The Kentucky Republican slammed the Environmental Protection Agency rule, which was finalized Monday, as potentially illegal and said it would drive up energy costs. For Bluegrass State workers, that could mean unemployment, he said.
"These regulations would likely mean fewer jobs, shuttered power plants and higher electricity costs for families and businesses. I will not sit by while the White House takes aims at the lifeblood of our state's economy," McConnell said on the Senate floor.
McConnell has led the charge against the regulation. He has called on every state governor to avoid submitting state plans for complying with the EPA rule, due by September 2018, because he thinks the agency has exceeded its authority. McConnell also pledged to use the budget process and legislation to block the rule.
"This White House seems to want good politics, not good policy," McConnell said.

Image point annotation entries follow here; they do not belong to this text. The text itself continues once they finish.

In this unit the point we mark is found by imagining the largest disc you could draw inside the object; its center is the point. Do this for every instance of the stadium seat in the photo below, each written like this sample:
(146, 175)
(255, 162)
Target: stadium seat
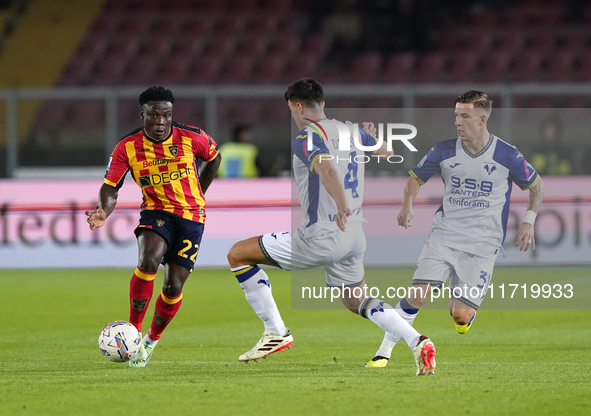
(169, 25)
(253, 45)
(51, 115)
(431, 68)
(300, 68)
(463, 67)
(137, 23)
(495, 66)
(109, 71)
(77, 71)
(189, 47)
(561, 66)
(86, 114)
(236, 71)
(365, 68)
(105, 24)
(399, 68)
(528, 66)
(173, 70)
(232, 24)
(141, 70)
(205, 70)
(93, 46)
(204, 25)
(269, 70)
(124, 47)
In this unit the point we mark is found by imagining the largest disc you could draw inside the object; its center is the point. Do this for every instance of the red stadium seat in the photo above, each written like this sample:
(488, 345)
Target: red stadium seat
(431, 68)
(174, 70)
(137, 24)
(51, 115)
(87, 114)
(495, 66)
(141, 70)
(236, 71)
(269, 70)
(300, 68)
(463, 67)
(365, 68)
(77, 72)
(189, 47)
(169, 25)
(93, 46)
(399, 68)
(204, 25)
(205, 71)
(253, 45)
(232, 24)
(109, 71)
(105, 24)
(561, 66)
(124, 47)
(528, 66)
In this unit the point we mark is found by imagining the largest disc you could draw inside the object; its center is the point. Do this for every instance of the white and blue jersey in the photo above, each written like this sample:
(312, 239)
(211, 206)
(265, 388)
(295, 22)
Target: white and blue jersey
(473, 217)
(317, 205)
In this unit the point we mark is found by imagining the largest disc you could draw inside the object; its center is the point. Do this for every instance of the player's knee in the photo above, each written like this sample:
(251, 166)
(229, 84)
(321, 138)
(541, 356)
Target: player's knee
(173, 289)
(148, 265)
(462, 316)
(234, 256)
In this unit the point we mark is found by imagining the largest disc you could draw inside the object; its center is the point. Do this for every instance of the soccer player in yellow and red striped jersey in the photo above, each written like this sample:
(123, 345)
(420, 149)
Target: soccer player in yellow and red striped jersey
(162, 159)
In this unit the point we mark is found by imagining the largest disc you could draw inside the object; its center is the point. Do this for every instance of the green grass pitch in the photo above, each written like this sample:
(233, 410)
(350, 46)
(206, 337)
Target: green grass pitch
(512, 362)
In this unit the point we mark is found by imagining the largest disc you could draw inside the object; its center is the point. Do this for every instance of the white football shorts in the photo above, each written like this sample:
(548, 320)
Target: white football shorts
(340, 253)
(469, 273)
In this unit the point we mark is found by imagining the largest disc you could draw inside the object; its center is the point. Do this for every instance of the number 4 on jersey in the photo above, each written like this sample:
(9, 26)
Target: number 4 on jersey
(351, 181)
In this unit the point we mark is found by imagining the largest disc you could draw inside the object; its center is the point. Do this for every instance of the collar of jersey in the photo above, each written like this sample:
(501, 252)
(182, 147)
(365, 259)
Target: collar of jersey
(474, 156)
(147, 136)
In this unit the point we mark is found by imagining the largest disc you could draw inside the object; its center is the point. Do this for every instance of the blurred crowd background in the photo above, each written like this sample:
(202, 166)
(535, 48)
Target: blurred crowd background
(532, 56)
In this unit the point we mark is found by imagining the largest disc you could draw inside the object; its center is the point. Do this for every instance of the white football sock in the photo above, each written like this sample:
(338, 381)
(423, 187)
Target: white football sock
(384, 316)
(257, 289)
(408, 313)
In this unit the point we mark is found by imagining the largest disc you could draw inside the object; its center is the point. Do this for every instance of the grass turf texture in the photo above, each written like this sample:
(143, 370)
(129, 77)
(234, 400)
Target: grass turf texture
(512, 362)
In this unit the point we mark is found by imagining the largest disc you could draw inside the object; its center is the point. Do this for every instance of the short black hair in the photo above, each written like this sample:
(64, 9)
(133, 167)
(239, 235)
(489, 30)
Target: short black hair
(238, 130)
(156, 93)
(306, 90)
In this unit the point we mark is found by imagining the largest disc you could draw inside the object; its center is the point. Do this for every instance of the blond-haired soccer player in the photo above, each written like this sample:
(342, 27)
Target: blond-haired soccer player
(478, 170)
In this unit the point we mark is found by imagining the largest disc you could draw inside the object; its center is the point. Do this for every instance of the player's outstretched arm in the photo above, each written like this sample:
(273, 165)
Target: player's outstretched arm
(107, 201)
(525, 233)
(332, 184)
(208, 172)
(406, 214)
(369, 128)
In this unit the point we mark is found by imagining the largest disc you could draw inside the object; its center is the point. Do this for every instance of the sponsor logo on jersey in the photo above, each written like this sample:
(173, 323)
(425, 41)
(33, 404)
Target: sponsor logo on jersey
(164, 178)
(264, 282)
(489, 168)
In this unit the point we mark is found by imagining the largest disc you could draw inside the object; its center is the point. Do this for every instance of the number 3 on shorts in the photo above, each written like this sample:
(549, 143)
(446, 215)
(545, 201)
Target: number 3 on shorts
(188, 246)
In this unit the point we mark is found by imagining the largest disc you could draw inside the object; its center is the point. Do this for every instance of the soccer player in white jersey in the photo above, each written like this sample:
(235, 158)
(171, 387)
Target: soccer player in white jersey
(331, 234)
(469, 228)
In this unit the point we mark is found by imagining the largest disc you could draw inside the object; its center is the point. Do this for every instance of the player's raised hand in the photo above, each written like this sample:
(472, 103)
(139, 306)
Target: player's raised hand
(369, 128)
(341, 218)
(96, 218)
(525, 237)
(405, 216)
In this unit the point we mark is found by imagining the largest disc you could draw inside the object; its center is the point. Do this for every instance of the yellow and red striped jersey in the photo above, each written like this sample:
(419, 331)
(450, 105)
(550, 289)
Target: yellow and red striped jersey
(165, 170)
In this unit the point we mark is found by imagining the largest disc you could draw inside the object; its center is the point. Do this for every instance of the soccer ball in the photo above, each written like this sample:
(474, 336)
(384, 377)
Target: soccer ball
(119, 341)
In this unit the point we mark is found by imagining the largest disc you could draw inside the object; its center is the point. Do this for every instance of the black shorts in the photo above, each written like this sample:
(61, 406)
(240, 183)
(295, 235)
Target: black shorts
(182, 236)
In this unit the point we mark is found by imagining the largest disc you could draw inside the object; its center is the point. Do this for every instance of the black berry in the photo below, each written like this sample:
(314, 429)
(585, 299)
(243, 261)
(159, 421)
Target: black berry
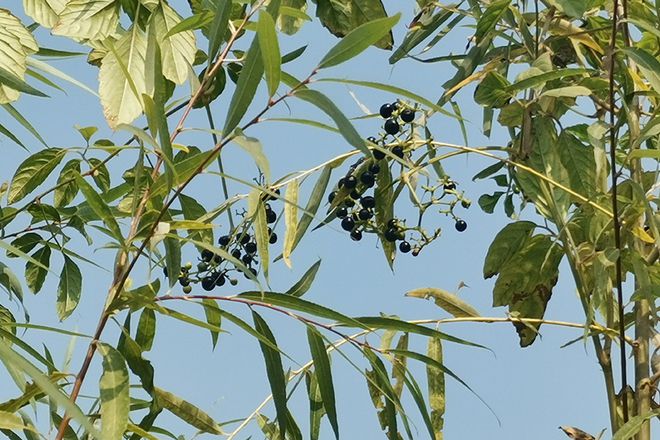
(356, 235)
(386, 110)
(407, 115)
(391, 126)
(368, 202)
(347, 224)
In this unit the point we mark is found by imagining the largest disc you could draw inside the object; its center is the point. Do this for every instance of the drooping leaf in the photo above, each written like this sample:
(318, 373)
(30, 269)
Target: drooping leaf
(114, 392)
(32, 172)
(447, 301)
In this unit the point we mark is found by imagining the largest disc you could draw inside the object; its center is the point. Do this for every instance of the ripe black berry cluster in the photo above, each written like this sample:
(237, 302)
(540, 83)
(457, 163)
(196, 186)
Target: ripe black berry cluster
(215, 271)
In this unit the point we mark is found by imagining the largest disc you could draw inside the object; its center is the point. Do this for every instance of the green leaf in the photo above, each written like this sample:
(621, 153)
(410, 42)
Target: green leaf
(68, 289)
(305, 282)
(32, 172)
(114, 392)
(246, 87)
(505, 244)
(488, 21)
(447, 301)
(274, 371)
(36, 275)
(290, 220)
(213, 317)
(323, 375)
(345, 126)
(187, 412)
(100, 208)
(341, 17)
(270, 51)
(358, 40)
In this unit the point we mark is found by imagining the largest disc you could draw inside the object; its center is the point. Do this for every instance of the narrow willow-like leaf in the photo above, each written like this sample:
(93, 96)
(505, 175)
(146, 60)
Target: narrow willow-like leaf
(114, 393)
(270, 51)
(246, 87)
(305, 282)
(274, 371)
(345, 126)
(290, 220)
(32, 172)
(323, 376)
(68, 289)
(213, 317)
(445, 300)
(100, 208)
(187, 412)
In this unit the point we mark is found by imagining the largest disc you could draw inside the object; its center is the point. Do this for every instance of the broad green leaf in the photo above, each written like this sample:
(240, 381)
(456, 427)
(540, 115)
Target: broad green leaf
(270, 51)
(36, 275)
(114, 393)
(358, 40)
(16, 43)
(345, 126)
(323, 375)
(146, 330)
(305, 282)
(341, 17)
(122, 78)
(68, 289)
(253, 147)
(32, 172)
(290, 220)
(274, 371)
(88, 19)
(67, 189)
(213, 317)
(187, 412)
(177, 50)
(505, 244)
(246, 87)
(488, 21)
(447, 301)
(100, 208)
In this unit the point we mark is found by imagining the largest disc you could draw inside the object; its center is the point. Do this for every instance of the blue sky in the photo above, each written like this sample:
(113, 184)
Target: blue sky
(532, 390)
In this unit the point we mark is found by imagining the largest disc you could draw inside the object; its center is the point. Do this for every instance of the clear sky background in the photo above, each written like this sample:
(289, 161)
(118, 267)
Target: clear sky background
(532, 390)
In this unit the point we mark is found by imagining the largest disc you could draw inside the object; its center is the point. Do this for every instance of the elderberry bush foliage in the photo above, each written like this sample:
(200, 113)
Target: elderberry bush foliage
(363, 200)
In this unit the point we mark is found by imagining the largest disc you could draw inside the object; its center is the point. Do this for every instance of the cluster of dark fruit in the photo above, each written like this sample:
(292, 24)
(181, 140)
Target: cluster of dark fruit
(215, 271)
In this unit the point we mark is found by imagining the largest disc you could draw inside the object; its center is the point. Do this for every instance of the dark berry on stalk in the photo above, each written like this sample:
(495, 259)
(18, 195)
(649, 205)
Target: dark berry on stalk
(364, 214)
(368, 179)
(207, 255)
(391, 126)
(208, 283)
(398, 151)
(347, 224)
(460, 225)
(368, 202)
(407, 115)
(386, 110)
(391, 234)
(251, 247)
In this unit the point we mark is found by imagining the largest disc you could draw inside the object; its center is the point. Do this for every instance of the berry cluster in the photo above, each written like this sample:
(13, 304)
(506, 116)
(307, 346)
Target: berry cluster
(213, 270)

The power plant rule seeks to reduce U.S. electricity emissions 32 percent below 2005 levels by 2030 in an effort to slow climate change, which most climate scientists say is primarily caused by humans burning greenhouse gas-emitting fossil fuels. Reaching the EPA target would require shifting the electric grid from coal, which supplies 39 percent of U.S. power, to renewable energy and natural gas and by lowering overall energy consumption through energy-efficiency measures.
Republicans and coal-state Democrats have said environmental regulations are the main culprit for the coal industry's woes. But employment in that sector has long been declining due to increased mechanization, coal that is becoming increasingly more difficult and expensive to extract, and, most recently, competition from cheap natural gas as a result of the U.S. shale energy boom.
President Obama noted the coal industry had been on the downswing before the rule was proposed. He prodded Congress to enact legislation he proposed that would provide new funding for training laid-off Appalachian coal miners and sending new dollars for economic development projects in the region.
Obama further defended the regulation as "realistic, achievable and still ambitious" and criticized "special interests and their allies in Congress" for making what he said were false claims about the rule's economic impact.
"They'll say this plan is a 'war on coal' just to scare up votes," Obama said. "Communities across America have been losing coal jobs for decades."